Mittwoch , 26. September 2018
Aktuell
Home | Lokales | Elbfähre „Amt Neuhaus“ steht ab Montag still
In den letzten Tagen wurde die Fahrspur der "Amt Neuhaus" immer kleiner und die Sandbänke größer. Foto: phs

Elbfähre „Amt Neuhaus“ steht ab Montag still

Bleckede. Schlechte Nachrichten für alle Pendler von und in die Gemeinde Amt Neuhaus. Ab Montag, 20. August 2018, stellt das Fährunterehmen Wilhelm den Betrieb der Elbfähre „Amt Neuhaus“ zwischen Bleckede und Neu Bleckede ein. Zu tief ist der Wasserstand inzwischen gesunken.

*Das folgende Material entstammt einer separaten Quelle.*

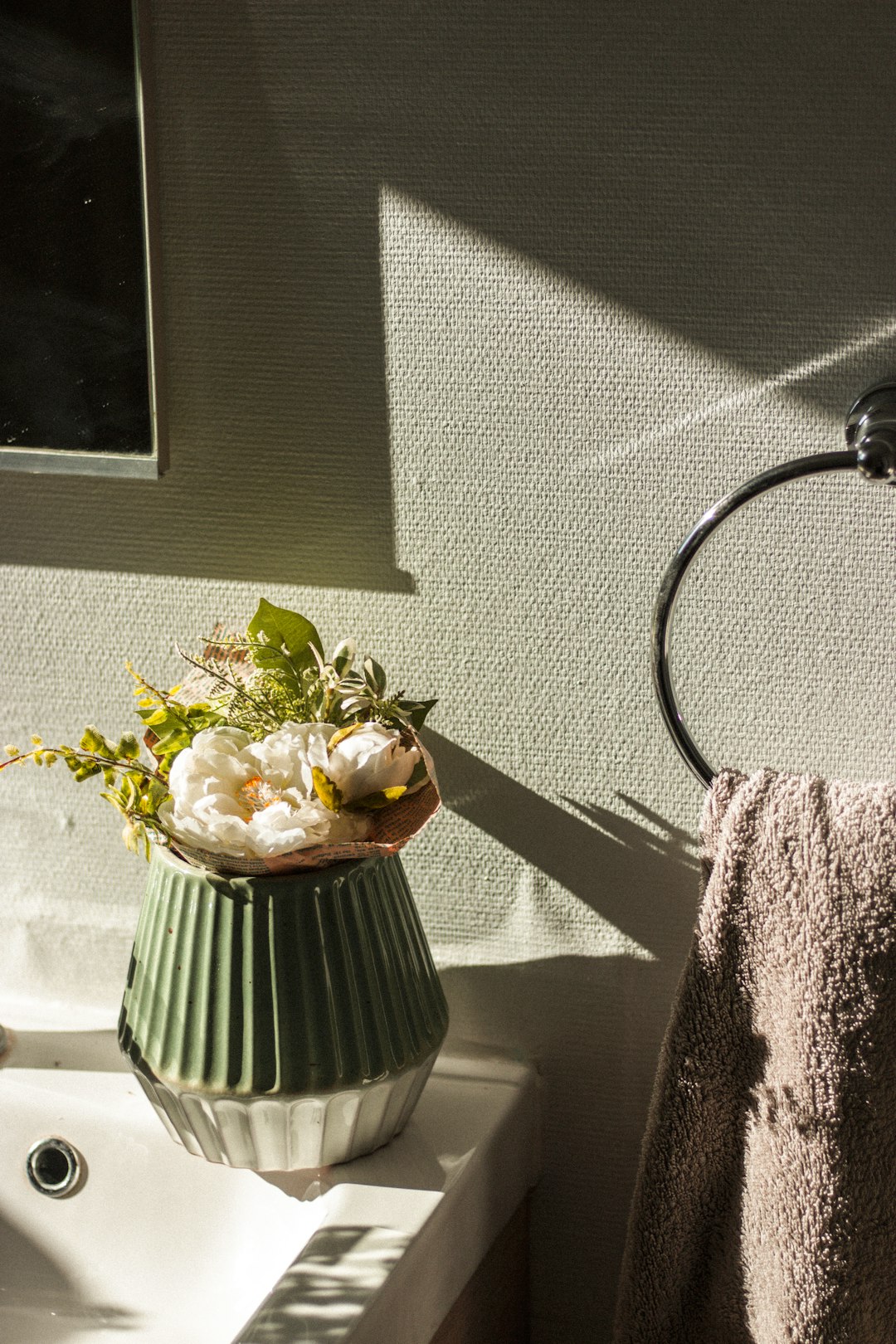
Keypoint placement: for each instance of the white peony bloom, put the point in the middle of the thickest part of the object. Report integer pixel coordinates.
(245, 799)
(368, 760)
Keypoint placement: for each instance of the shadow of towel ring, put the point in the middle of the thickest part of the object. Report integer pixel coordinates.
(871, 435)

Kein An- und Ablegen mehr möglich

„Immer öfter laufen wir Gefahr, dass wir uns auf den Sandbänken festsetzen. Unsere Anleger sind auf beiden Seiten nach ganz unten gezogen und weiter geht es jetzt nicht mehr. Somit können wir nicht mehr richtig an- bzw. ablegen“, schreibt der Fährbetrieb auf seiner Homepage. Und weiter: „Also hat es nun auch uns getroffen! Es tut uns sehr leid!“ Um überhaupt noch an- und ablegen zu können, war bereits am Wochenende nur noch eine Beförderung von sechs Autos pro Fahrt möglich.

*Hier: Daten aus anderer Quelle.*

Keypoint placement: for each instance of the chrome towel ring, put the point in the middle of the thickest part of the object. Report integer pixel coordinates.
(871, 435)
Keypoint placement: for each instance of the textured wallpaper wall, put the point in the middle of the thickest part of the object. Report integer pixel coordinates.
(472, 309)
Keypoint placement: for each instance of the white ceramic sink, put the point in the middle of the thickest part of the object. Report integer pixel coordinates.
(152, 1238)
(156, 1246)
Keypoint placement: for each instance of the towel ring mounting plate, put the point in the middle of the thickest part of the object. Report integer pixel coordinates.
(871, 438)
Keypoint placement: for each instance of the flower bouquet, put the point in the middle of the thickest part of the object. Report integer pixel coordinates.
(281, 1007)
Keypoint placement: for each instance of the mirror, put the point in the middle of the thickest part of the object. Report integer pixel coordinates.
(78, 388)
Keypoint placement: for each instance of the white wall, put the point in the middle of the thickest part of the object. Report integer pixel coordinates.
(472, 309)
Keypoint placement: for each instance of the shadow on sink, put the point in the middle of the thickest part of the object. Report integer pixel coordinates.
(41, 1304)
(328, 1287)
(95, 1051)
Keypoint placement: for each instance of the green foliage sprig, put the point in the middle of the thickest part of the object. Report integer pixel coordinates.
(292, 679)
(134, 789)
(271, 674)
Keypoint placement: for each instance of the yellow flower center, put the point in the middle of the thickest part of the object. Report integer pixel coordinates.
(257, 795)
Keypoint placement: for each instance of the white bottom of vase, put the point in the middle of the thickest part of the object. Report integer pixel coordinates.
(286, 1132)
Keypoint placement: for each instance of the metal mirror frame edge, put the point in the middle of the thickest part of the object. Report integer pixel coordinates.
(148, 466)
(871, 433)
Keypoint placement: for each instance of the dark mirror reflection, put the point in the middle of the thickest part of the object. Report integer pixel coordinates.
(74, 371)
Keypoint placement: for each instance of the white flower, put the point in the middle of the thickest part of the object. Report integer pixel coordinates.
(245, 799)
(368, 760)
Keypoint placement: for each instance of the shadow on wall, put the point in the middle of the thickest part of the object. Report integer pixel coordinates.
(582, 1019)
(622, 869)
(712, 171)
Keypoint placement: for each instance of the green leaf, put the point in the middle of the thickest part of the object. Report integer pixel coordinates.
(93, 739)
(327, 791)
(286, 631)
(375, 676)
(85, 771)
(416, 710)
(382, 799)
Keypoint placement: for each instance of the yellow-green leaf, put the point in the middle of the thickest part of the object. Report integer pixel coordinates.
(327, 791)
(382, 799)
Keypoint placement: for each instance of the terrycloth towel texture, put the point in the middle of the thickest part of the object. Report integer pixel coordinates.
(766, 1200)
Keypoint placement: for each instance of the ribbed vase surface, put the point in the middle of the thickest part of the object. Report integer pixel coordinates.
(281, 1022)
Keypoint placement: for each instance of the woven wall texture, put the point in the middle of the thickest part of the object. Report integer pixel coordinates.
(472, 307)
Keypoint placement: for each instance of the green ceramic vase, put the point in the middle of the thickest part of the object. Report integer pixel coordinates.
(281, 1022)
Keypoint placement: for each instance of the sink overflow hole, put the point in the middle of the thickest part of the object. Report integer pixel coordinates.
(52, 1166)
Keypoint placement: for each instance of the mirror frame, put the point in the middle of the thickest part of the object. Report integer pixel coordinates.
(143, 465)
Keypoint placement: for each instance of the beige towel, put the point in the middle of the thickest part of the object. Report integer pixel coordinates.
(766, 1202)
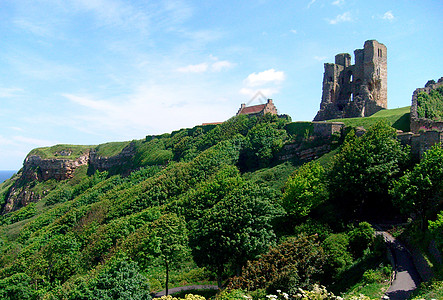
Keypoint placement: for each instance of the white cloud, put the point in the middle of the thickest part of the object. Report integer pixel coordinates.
(32, 141)
(338, 2)
(267, 82)
(320, 58)
(221, 65)
(310, 3)
(216, 66)
(265, 77)
(151, 109)
(9, 92)
(199, 68)
(388, 16)
(344, 17)
(37, 29)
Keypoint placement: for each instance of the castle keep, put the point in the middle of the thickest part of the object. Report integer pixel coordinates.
(358, 90)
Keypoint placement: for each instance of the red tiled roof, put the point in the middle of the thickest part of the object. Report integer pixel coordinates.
(252, 109)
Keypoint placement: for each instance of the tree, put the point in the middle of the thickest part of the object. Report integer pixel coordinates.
(297, 262)
(235, 229)
(120, 279)
(421, 190)
(305, 190)
(264, 140)
(336, 249)
(436, 229)
(171, 236)
(363, 171)
(361, 238)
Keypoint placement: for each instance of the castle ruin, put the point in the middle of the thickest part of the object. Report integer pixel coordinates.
(358, 90)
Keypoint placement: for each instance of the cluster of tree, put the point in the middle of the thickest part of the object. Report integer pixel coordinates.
(430, 106)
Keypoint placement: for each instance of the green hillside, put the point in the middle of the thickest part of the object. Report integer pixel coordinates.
(210, 204)
(399, 118)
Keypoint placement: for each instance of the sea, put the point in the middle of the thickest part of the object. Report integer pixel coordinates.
(6, 174)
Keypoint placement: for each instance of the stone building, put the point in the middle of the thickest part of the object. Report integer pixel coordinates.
(258, 110)
(357, 90)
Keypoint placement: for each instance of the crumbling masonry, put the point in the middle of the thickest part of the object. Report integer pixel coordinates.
(358, 90)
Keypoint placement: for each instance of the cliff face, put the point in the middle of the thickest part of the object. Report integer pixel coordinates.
(36, 168)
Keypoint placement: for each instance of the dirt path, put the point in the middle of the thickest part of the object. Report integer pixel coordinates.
(406, 277)
(186, 288)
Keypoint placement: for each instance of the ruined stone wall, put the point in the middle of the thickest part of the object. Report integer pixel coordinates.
(421, 123)
(358, 90)
(327, 129)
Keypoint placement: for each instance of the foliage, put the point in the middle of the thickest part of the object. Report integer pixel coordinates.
(361, 238)
(421, 190)
(430, 106)
(187, 297)
(264, 140)
(298, 129)
(436, 229)
(235, 229)
(22, 214)
(111, 149)
(17, 287)
(297, 262)
(313, 227)
(363, 170)
(430, 290)
(398, 118)
(171, 240)
(336, 249)
(305, 190)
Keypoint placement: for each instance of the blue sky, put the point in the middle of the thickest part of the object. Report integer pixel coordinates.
(94, 71)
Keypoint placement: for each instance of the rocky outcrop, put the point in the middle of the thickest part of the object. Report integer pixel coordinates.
(37, 168)
(103, 163)
(19, 197)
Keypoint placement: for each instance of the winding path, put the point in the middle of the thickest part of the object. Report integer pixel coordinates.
(406, 278)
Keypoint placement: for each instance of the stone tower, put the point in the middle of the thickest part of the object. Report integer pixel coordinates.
(358, 90)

Auch die Elbfähre „Tanja“ steht bereits seit 20. Juli 2018 wegen Niedrigwasser still. So bleibt auf dem Weg vom und ins Amt Neuhaus jetzt nur noch der Umweg über die Ebbbrücken bei Lauenburg und Dömitz. Das dürfte neben den Berufspendlern besonders die Kinder und Jugendlichen, die die Schule in Bleckede besuchen, hart treffen. Der Schulbetrieb findet normal statt. Schüler aus dem Amt Neuhaus müssen den Notverkehr der Linie 5081 nutzen.

lz

2 Kommentare

  1. Die von Eytelwein ausgearbeitete Pegelinstruktion vom 13. Februar 1810 ist die erste bekannte Dienstanweisung über Pegel. Sie wurde am 14. September 1874 aktualisiert und präzisiert, galt aber weiterhin nur für Preußen. Erst die Pegelvorschrift vom 14. September 1935 stellte die Wasserstandsbeobachtung in Deutschland auf eine einheitliche Grundlage. Sie wurde mit Erscheinen für die Länder Preußen, Anhalt, Bremen, Braunschweig, Hamburg, Lippe, Lübeck, Mecklenburg, Oldenburg, Saarland und Schaumburg-Lippe verbindlich und ab 6. Juli 1936 auch für die süddeutschen Länder Baden, Bayern, Hessen, Sachsen, Thüringen und Württemberg eingeführt.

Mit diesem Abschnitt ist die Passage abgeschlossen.